By Capital Flows, Contributor, Forbes, Guest commentary curated by Forbes Opinion.
Guest post written by Reed Wilson
Dr. Wilson is CEO of Private Practice Doctors, LLC, and a practicing cardiologist and internist in Beverly Hills.
There is a dangerous trend underway in American healthcare: The death of the private practice doctor’s office. This is a deliberate trend driven primarily by federal policymakers, and it does not bode well for either the cost of healthcare or the health of individual patients.
Policymakers in Washington, D.C. increasingly operate on the theory that large healthcare organizations are more data-driven, more efficient, and more effective than their small, private-practice counterparts. This mindset has guided the creation of many laws and regulations, most notably the Affordable Care Act. Shortly after the law’s passage in 2010, a senior Obama administration official told doctors that it would “lead to vertical organization of providers and accelerate physician employment by hospitals and aggregation into larger physician groups.”
I have watched this prediction come true from my position as a private practice doctor. Recent years have seen a stampede of my fellow physicians accepting buyout offers from hospitals and other large providers. The Physicians Foundation, which conducts surveys of America’s doctors, found that 62% of physicians were independent in 2008. By 2014 that number had dropped to 35%—a precipitous decline in such a short timeframe. A 2012 survey by the Doctor Patient Medical Association found that 95% of physicians see corporate medicine supplanting the traditional private practice.
The causes are many, but two factors under the Affordable Care Act are among the biggest causes of this transformation.

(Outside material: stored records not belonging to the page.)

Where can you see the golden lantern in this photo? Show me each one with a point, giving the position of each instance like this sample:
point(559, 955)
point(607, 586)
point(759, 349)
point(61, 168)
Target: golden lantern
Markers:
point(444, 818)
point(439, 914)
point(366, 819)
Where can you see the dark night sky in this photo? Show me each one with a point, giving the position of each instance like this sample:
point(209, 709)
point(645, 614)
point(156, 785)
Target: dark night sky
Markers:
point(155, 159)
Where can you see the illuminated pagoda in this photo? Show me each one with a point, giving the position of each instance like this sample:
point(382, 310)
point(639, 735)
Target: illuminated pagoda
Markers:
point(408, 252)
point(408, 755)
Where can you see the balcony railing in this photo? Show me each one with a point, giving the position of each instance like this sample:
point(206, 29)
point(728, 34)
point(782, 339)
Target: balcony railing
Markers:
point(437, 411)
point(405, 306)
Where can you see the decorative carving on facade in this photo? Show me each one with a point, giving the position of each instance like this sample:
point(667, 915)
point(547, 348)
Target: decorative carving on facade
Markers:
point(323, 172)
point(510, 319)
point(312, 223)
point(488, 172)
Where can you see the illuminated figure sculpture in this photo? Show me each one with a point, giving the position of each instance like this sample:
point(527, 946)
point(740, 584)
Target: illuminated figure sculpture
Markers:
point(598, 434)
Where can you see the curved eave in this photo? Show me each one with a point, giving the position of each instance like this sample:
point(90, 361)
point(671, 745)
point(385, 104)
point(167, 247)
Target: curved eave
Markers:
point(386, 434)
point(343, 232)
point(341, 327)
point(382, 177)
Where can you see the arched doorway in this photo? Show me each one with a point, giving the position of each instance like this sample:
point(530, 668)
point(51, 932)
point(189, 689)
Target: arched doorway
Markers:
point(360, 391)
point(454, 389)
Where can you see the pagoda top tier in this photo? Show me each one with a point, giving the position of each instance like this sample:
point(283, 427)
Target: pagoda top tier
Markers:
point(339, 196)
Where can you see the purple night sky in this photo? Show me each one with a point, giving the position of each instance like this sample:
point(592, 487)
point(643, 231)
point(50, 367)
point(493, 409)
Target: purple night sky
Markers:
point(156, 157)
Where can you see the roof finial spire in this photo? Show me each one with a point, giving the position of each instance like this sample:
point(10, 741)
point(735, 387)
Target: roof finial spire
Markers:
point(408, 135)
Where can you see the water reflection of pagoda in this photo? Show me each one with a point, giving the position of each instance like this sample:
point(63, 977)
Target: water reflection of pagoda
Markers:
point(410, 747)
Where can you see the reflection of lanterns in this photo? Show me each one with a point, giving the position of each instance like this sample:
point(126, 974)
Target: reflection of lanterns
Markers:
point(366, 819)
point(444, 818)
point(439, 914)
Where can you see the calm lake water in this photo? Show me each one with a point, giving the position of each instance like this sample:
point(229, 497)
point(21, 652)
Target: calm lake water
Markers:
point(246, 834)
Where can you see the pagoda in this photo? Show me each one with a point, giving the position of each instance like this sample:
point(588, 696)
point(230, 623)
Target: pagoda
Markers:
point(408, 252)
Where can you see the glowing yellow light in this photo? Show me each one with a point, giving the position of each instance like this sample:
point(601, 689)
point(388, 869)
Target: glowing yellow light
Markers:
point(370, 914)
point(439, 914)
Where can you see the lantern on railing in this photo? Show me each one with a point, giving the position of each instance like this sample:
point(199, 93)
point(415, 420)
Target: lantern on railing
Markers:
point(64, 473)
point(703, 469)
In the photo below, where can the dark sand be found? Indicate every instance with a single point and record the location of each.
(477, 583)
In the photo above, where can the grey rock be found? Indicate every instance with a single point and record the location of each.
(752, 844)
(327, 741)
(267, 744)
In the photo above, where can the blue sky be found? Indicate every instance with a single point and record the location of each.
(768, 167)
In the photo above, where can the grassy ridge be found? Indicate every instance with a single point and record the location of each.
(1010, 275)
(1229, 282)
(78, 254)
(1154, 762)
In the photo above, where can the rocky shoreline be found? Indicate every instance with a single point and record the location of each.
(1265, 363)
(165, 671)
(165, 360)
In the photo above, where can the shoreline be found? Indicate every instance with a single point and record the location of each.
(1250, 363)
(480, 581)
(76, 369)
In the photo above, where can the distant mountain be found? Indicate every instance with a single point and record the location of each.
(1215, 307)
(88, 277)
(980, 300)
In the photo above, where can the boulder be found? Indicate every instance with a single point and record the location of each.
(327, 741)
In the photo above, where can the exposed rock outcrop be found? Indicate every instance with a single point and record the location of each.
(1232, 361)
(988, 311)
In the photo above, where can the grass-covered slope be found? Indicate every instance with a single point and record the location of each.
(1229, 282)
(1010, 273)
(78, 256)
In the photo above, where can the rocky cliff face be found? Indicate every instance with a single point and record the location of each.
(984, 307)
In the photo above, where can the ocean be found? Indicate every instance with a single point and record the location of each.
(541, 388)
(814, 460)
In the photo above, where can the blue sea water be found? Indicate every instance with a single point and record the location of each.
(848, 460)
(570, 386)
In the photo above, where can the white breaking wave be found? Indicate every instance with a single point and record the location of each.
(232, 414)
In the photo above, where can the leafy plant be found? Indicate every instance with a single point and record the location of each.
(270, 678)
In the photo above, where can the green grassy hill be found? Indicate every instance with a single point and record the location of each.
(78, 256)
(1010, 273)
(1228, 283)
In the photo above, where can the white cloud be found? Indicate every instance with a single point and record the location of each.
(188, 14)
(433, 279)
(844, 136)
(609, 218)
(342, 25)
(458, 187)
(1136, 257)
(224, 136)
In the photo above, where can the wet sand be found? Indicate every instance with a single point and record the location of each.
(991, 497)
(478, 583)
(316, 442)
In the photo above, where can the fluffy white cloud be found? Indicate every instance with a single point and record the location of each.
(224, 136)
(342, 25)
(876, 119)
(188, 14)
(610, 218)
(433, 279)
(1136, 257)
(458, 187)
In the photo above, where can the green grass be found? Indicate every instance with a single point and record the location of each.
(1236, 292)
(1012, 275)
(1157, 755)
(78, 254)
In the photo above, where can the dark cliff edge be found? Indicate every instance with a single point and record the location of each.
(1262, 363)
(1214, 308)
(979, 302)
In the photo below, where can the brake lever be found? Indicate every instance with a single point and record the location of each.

The first are the financial incentives that favor consolidation over independence. The second is the law’s increased regulatory burden, which threatens to overwhelm private practices.
These two problems are often related. For example, the Affordable Care Act made mandatory a number of cost and health outcome reporting requirements for physicians who see Medicare patients, which is about 90% of us. Failure to comply results in slashed reimbursement rates that run as high as 6%. Yet the additional administrative burden of participating in these programs falls hardest on small private practices, which, perversely, are also subject to the stiffest penalties.